THE REAGAN HORROR PICTURE SHOW: Shock Treatment. This is “the other Richard O’Brien movie,” basically: a quasi-sequel to The Rocky Horror Picture Show. And if you’re thinking there’s a reason lightning didn’t strike twice, you’re right–but Shock Treatment is still immensely, totally fun, and you guys should see it! I loved it.

It opens with a fairly tame satire of feel-good television and local boosterism, at the Denton (Home of Happiness) TV station. Even at the start, three of the most notable aspects of the movie are in place: The tunes are incredibly catchy (I have “Denton, Denton U.S.A.!” ringing in my head right now…), the style is ’80s rather than ’70s (it’s incredibly fun to hear O’Brien tackle the first hints of MTV pop and New Wave), and the satire is much broader and more open than in RHPS. Rocky Horror isn’t fundamentally satirical; Shock Treatment is. I’m guessing that’s one reason the much more protean RHPS is the one that became a cult hit. You would definitely not find lyrics about Denton’s “tolerance for/the ethnic races” in Rocky. Similarly, there’s a later, really fun song, which ends with the lines, “Faggots/are maggots!/Thank God I’m a man,” which: too broad for Rocky by a country mile.

Its themes are almost eerily ’80s in their specificity: marital breakdown (Brad and Janet are in trouble, and the shock treatment of the title is intended to make Brad a better husband), anxieties of masculinity, and the nexus of consumerism and televangelism. This is a much more bourgeois movie than Rocky. (And, sadly, much less gay.) It’s less sexy, too, with the exception of a brief, fondly perverse interlude between O’Brien’s character (not Riffraff) and Patricia Quinn’s (not Magenta).

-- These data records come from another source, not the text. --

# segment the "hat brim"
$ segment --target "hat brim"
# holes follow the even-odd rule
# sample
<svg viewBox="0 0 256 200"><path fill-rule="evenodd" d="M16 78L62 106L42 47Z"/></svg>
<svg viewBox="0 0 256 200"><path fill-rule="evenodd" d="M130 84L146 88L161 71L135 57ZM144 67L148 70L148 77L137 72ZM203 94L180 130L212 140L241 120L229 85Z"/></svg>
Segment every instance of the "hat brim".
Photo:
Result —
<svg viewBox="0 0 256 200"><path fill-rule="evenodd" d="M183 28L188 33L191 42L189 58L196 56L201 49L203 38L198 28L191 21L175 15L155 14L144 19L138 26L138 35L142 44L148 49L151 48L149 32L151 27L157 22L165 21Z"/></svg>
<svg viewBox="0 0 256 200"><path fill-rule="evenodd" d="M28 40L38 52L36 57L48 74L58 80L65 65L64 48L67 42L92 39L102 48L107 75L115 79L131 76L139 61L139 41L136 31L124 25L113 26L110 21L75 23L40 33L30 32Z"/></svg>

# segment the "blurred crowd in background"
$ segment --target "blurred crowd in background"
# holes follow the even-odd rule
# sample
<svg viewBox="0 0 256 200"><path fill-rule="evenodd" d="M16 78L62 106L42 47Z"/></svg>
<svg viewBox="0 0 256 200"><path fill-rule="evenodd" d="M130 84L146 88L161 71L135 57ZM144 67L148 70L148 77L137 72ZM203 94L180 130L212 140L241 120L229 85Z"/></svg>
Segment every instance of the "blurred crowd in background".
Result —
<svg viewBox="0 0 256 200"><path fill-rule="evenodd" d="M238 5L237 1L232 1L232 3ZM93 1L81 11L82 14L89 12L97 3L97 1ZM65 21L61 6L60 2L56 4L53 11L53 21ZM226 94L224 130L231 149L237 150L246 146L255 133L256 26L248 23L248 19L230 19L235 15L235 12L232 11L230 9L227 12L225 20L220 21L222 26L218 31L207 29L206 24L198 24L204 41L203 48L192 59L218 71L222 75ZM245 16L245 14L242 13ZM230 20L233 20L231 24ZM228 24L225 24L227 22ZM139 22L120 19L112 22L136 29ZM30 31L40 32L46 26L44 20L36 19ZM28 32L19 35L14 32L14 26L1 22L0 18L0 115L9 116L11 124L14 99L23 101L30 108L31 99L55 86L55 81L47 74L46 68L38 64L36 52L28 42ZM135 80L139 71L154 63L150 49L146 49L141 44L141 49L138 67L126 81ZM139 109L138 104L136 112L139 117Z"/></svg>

Random note: Susan Sarandon was replaced by Jessica Harper as Janet. This works not only because Harper is good enough to handle the fairly blank role, but also because her voice is much darker and huskier than Sarandon’s, which is a fun, unexpected interpretation of Janet’s changed personality after marriage. She’s certainly not an iconic actress like Sarandon; but she doesn’t have to be.